As we rely on machine learning (ML) models to make more consequential decisions, the issue of ML models perpetuating or even exacerbating undesirable historical biases (e.g. gender and racial biases) has come to the fore of the public's attention. In this paper, we focus on the problem of detecting violations of individual fairness in ML models. We formalize the problem as measuring the susceptibility of ML models against a form of adversarial attack and develop a suite of inference tools for the adversarial cost function. The tools allow auditors to assess the individual fairness of ML models in a statistically-principled way: form confidence intervals for the worst-case performance differential between similar individuals and test hypotheses of model fairness with (asymptotic) non-coverage/Type I error rate control. We demonstrate the utility of our tools in a real-world case study.

1. INTRODUCTION

The problem of bias in machine learning systems is at the forefront of contemporary ML research. Numerous media outlets have scrutinized machine learning systems deployed in practice for violations of basic societal equality principles (Angwin et al., 2016; Dastin, 2018; Vigdor, 2019) . In response researchers developed many formal definitions of algorithmic fairness along with algorithms for enforcing these definitions in ML models (Dwork et al., 2011; Hardt et al., 2016; Berk et al., 2017; Kusner et al., 2018; Ritov et al., 2017; Yurochkin et al., 2020) . Despite the flurry of ML fairness research, the basic question of assessing fairness of a given ML model in a statistically principled way remains largely unexplored. In this paper we propose a statistically principled approach to assessing individual fairness (Dwork et al., 2011) of ML models. One of the main benefits of our approach is it allows the investigator to calibrate the method; i.e. it allows the investigator to prescribe a Type I error rate. Passing a test that has a guaranteed small Type I error rate is the usual standard of proof in scientific investigations because it guarantees the results are reproducible (to a certain degree). This is also highly desirable in detecting bias in ML models because it allows us to certify whether an ML model will behave fairly at test time. Our method for auditing ML models abides by this standard. There are two main challenges associated with developing a hypothesis test for individual fairness.
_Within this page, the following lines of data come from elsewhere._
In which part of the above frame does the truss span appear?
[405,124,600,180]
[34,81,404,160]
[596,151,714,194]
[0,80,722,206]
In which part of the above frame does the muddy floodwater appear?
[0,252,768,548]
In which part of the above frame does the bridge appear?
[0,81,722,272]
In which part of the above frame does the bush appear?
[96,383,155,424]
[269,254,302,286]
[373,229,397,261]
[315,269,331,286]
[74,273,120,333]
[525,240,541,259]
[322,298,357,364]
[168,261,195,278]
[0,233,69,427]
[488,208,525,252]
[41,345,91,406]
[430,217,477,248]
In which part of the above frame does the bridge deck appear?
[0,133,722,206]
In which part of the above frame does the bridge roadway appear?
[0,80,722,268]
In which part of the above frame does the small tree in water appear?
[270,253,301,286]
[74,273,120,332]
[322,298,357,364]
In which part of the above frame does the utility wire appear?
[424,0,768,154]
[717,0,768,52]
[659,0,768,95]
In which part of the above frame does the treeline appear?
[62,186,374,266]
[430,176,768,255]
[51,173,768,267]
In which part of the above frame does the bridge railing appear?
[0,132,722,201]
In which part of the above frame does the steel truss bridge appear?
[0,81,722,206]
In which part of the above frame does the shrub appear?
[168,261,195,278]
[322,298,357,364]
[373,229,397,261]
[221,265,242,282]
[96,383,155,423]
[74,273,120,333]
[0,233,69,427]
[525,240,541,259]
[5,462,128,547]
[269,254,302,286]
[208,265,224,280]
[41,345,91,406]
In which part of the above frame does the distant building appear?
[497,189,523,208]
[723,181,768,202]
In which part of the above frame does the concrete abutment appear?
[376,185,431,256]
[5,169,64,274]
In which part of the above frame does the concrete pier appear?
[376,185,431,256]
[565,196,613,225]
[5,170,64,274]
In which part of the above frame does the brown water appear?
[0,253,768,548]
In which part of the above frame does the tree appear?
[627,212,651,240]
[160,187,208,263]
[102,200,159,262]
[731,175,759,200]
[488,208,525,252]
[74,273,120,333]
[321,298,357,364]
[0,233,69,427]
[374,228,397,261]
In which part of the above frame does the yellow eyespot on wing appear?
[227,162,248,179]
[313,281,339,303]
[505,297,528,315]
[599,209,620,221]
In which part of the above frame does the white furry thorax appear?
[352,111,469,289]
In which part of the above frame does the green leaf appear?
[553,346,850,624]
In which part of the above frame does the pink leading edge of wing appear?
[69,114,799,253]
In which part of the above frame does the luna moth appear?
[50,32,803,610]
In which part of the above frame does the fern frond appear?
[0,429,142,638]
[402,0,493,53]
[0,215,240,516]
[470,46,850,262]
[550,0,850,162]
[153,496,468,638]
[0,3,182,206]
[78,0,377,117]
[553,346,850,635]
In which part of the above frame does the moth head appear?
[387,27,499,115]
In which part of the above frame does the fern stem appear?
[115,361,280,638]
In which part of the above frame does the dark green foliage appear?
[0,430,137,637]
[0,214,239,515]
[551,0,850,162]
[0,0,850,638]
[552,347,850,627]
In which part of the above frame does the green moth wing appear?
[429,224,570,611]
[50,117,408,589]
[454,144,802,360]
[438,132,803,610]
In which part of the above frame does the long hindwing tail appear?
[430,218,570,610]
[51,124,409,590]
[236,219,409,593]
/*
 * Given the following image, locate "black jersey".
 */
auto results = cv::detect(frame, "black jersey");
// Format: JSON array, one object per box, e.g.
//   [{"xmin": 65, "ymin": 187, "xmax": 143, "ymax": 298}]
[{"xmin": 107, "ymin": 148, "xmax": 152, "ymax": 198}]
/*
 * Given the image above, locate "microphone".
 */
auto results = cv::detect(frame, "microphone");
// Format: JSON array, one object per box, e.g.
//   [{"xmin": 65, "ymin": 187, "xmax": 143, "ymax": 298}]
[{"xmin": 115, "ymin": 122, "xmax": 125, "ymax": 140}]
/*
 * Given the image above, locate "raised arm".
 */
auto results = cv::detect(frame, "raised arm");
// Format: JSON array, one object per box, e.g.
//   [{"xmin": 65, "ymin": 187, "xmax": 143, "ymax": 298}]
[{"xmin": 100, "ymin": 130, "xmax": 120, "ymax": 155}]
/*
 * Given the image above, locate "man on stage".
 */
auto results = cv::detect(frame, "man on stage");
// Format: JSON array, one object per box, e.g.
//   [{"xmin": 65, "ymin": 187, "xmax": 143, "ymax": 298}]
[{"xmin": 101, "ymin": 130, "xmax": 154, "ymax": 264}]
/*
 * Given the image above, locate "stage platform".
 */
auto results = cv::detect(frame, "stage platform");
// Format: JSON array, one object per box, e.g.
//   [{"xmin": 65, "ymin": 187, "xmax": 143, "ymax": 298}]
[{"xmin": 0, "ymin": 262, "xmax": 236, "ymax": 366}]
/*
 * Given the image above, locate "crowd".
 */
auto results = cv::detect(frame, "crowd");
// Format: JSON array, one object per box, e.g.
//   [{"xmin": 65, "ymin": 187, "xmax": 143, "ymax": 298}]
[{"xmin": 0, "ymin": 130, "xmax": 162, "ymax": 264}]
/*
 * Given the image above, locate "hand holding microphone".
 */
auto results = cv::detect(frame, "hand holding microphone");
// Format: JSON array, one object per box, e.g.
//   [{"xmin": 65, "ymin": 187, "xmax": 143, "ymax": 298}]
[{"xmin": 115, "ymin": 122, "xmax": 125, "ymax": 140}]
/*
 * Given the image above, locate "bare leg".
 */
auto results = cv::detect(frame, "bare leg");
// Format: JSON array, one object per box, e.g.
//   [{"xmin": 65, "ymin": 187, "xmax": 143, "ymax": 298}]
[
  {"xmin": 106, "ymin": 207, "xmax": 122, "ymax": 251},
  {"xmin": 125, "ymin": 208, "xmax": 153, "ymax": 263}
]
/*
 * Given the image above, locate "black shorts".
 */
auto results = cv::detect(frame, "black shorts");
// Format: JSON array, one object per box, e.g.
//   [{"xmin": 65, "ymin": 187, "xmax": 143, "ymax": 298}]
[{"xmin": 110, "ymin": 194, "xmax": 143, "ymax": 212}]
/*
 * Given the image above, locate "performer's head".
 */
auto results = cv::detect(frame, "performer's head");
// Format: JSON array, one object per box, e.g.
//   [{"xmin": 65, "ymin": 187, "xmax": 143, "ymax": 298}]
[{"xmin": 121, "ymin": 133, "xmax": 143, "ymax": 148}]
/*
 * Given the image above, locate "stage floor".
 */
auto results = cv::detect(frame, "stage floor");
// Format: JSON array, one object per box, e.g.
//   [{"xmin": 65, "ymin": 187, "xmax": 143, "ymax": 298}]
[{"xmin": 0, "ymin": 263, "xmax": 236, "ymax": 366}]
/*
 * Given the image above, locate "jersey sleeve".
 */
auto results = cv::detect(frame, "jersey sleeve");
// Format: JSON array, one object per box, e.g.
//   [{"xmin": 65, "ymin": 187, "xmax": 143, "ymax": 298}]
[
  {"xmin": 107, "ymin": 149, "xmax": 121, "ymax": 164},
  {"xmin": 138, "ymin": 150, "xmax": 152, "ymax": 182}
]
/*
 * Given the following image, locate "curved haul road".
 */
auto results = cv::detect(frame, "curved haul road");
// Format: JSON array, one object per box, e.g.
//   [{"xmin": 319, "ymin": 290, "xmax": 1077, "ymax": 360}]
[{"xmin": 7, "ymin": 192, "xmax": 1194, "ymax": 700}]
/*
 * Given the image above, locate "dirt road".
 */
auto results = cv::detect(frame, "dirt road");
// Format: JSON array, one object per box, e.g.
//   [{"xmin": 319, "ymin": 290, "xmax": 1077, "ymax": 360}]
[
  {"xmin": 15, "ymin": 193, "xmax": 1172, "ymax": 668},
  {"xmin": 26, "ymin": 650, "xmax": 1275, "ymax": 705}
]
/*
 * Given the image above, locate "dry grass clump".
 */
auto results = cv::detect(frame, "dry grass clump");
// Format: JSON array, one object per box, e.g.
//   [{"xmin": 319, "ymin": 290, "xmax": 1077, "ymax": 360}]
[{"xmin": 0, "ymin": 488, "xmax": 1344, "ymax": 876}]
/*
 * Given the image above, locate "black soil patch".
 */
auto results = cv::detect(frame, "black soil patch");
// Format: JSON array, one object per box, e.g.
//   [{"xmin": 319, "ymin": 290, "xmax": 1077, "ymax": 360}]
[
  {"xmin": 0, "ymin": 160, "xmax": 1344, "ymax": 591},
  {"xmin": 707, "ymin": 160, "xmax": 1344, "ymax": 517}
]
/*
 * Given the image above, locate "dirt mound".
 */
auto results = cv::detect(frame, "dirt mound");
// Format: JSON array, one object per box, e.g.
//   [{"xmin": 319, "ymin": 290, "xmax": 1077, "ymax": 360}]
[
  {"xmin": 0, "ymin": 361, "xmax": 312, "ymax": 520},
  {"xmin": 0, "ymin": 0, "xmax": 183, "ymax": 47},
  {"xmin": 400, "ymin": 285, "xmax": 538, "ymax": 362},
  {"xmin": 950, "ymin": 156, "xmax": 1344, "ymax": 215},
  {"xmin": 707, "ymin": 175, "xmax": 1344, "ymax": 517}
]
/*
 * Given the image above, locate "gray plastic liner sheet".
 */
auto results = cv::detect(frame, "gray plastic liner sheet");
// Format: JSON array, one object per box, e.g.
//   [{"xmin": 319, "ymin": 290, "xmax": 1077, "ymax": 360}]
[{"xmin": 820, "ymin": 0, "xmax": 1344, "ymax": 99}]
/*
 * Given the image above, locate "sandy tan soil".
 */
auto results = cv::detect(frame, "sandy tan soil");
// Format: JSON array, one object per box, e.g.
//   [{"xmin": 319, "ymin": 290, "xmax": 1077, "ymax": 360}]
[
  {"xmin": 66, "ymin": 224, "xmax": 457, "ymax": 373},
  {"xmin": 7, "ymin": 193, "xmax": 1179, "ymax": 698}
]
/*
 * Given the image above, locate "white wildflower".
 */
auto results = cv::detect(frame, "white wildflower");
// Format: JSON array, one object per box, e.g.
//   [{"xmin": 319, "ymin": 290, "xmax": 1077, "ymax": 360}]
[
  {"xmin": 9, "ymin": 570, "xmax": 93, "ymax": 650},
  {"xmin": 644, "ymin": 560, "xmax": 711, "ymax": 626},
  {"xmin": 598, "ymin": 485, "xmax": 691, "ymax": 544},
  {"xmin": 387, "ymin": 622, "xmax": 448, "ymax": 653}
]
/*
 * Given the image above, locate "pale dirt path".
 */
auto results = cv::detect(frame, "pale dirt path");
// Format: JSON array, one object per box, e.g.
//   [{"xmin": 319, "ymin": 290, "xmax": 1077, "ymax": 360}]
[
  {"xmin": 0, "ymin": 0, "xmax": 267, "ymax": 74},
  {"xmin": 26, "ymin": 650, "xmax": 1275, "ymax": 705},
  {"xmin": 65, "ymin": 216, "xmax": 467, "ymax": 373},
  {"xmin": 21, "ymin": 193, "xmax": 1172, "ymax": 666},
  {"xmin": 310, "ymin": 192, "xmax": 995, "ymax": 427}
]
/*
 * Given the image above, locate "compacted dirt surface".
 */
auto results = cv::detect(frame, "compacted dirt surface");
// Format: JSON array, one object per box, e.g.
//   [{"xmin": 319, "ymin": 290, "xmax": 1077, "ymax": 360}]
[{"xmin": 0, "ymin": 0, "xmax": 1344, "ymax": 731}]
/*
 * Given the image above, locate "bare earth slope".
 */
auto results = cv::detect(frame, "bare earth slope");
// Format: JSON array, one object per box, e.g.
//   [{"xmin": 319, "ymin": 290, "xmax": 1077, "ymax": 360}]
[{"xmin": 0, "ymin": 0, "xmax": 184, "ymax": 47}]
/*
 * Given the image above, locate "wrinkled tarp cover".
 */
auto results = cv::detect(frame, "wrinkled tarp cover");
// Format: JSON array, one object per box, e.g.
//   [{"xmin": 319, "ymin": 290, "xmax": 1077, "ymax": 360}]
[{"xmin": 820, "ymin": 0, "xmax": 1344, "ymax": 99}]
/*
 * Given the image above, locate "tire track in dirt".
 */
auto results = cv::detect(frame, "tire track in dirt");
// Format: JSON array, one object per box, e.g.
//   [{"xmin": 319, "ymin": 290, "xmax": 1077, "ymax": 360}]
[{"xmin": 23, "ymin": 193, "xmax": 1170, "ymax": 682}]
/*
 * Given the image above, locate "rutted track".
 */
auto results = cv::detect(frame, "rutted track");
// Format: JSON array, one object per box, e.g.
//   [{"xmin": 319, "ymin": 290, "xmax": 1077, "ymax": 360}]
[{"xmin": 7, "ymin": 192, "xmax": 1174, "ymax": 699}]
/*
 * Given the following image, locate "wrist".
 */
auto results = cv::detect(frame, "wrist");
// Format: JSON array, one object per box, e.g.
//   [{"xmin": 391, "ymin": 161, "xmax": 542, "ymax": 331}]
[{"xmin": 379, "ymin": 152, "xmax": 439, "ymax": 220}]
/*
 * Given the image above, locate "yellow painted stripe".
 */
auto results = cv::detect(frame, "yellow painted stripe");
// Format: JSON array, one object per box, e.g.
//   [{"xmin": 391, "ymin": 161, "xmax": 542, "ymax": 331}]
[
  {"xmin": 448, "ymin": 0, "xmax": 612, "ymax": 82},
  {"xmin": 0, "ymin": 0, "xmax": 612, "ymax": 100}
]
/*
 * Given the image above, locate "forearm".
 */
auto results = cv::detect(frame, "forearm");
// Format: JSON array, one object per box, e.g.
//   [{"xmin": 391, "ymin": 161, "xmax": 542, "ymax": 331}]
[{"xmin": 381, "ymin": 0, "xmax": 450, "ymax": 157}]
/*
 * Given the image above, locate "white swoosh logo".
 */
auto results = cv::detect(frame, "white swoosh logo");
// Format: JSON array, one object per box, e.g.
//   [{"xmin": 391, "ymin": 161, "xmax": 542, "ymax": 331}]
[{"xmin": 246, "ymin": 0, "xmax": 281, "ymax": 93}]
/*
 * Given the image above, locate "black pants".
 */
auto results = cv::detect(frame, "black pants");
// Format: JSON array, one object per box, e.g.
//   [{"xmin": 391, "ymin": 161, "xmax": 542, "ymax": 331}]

First, how to formalize the notion of individual fairness in an interpretable null hypothesis? Second, how to devise a test statistic and calibrate it so that auditors can control the Type I error rate? In this paper we propose a test motivated by the relation between individual fairness and adversarial robustness (Yurochkin et al., 2020) . At a high-level, our approach consists of two parts: 1. generating unfair examples: by unfair example we mean an example that is similar to a training example, but treated differently by the ML models. Such examples are similar to adversarial examples (Goodfellow et al., 2014) , except they are only allowed to differ from a training example in certain protected or sensitive ways.